Lina Ishaq, 52, was found guilty of enslaving three Yazidi women and six Yazidi children in Raqqa between 2014 and 2016. Her conviction marks the first time IS crimes against the Yazidis have been prosecuted in Sweden.
Ishaq joined IS in 2013, moving her family to Syria. She is already serving prison sentences for taking her two-year-old son to Syria and for “failing to prevent” IS from making her 12-year-old son a child soldier. He was killed in 2017 at the age of 16.
She forced her Yazidi prisoners to wear a veil, practise Islam, and subjected them to physical abuse.
“The convicted woman was part of the large-scale enslavement system which IS introduced for Yazidi women and children,” said Stockholm District Court presiding judge, Maria Ulfsdotter Klang.
“She has acted independently in maintaining the enslavement and deprivation of liberty of the victims and contributed to trafficking them further.”
The Yazidis, an ancient religious minority primarily based in northern Iraq’s Sinjar region, were targeted by IS in a genocidal campaign launched in August 2014. Over three years, approximately 5,000 Yazidis were killed, half a million were displaced, and more than 6,000 women and children were taken captive, tortured, and subjected to systematic sexual violence, according to the UN.
Born in Iraq to a Christian family, Ishaq moved to Sweden as a child and later converted to Islam before her marriage.

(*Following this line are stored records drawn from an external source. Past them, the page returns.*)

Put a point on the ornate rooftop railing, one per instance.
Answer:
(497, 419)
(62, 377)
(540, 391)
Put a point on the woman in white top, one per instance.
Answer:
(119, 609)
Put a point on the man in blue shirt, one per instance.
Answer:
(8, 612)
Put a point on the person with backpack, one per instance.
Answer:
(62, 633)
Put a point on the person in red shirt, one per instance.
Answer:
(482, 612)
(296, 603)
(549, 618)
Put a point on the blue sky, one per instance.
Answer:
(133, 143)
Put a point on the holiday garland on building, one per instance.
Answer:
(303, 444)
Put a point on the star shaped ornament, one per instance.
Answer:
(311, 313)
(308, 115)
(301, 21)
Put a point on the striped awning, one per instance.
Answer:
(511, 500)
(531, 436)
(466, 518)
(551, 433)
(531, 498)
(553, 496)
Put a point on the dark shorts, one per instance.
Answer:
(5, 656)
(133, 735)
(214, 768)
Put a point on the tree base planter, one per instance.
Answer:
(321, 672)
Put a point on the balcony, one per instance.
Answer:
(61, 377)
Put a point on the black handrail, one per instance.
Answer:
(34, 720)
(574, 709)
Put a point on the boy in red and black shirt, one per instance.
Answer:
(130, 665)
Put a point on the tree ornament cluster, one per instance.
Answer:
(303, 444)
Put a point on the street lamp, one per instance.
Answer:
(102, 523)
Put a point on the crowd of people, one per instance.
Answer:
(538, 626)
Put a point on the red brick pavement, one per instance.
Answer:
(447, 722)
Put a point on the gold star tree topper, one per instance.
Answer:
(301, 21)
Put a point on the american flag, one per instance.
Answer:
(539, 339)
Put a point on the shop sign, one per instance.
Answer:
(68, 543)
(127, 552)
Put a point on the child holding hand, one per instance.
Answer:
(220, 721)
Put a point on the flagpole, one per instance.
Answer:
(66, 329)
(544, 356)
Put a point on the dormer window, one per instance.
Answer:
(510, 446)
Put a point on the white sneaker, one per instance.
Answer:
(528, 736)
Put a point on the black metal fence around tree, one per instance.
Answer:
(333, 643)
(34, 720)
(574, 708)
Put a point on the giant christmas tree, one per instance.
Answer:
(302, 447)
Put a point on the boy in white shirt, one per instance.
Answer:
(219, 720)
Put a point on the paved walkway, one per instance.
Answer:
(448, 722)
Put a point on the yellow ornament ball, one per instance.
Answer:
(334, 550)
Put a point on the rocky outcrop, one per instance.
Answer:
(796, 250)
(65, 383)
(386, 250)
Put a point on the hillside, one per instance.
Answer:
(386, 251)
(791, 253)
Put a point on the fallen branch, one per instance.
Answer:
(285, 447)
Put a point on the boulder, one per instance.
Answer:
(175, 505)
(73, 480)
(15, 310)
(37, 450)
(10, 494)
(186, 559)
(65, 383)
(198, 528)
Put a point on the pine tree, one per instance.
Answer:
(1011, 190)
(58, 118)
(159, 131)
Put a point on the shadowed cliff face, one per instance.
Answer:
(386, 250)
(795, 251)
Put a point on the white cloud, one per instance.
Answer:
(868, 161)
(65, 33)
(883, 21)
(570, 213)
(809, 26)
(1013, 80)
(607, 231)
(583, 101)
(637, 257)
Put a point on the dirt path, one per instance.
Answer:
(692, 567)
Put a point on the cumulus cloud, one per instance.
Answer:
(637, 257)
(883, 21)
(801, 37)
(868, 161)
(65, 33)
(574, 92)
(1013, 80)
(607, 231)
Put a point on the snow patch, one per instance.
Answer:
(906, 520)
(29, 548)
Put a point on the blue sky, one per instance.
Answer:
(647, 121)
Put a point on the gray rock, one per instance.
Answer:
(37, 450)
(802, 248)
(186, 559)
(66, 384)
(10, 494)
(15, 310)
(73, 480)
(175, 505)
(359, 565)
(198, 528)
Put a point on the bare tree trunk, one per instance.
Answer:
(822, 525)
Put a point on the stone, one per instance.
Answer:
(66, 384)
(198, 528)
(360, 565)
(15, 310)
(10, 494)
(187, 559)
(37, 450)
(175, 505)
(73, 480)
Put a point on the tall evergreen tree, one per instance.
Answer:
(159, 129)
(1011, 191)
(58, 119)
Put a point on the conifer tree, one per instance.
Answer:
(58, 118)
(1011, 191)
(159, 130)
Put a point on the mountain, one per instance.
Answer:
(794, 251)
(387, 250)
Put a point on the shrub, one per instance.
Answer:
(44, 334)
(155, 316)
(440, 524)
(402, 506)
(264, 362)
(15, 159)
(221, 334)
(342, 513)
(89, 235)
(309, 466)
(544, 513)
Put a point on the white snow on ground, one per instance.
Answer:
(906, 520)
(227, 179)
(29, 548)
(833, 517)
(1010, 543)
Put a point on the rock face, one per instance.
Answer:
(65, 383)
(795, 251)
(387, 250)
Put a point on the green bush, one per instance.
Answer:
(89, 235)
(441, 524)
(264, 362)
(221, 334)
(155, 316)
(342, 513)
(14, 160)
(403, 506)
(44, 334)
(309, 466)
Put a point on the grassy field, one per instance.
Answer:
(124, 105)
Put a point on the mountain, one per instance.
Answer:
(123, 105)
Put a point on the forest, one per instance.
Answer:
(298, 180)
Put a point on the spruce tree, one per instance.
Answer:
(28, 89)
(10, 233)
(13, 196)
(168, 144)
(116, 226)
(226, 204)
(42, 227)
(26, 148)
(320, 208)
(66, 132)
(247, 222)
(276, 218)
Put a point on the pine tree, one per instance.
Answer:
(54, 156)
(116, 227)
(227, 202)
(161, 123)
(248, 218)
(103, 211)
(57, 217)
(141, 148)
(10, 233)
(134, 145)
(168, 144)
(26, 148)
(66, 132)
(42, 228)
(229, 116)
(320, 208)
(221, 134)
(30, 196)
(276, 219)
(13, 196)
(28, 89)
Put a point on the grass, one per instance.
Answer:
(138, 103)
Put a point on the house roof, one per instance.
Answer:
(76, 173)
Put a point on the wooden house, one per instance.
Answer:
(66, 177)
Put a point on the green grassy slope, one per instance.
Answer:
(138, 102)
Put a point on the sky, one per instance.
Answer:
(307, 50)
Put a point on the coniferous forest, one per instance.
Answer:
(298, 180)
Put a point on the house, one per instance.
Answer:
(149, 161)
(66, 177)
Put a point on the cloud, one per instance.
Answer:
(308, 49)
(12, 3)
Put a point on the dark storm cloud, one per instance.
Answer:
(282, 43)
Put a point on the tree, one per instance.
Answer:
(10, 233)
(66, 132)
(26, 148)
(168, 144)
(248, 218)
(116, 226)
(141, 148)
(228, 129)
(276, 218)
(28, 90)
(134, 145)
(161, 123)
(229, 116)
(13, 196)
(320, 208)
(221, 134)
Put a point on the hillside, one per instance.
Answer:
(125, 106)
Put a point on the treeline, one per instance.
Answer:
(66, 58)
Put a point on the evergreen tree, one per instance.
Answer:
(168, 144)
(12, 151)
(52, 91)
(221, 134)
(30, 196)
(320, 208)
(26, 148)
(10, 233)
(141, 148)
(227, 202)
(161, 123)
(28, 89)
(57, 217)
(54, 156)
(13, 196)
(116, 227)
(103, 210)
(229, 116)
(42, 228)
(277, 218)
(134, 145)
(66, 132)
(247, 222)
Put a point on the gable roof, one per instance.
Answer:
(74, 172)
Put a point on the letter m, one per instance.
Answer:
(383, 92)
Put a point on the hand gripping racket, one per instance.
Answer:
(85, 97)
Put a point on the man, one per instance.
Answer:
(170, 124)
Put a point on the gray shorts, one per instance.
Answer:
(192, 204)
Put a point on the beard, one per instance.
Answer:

She was among 300 Swedish nationals who joined IS, a quarter of whom were women.
Following the collapse of IS’s so-called caliphate in 2017, Ishaq fled Raqqa and escaped to Turkey. She was extradited to Sweden in 2020.
Sweden is now home to around 6,000 Yazidis. Dawood Khalaf, chairman of the Yazidi association in Skaraborg, said Ishaq’s prosecution has helped build trust between the Yazidi community in Sweden and local authorities.
“I know women who have been called for questioning by Swedish police who have not dared to testify for fear of being handed over to IS,” he told public broadcaster SVT. “After this indictment, the picture has changed.”
Ishaq’s lawyer, Mikael Westerlund, said his client planned to appeal.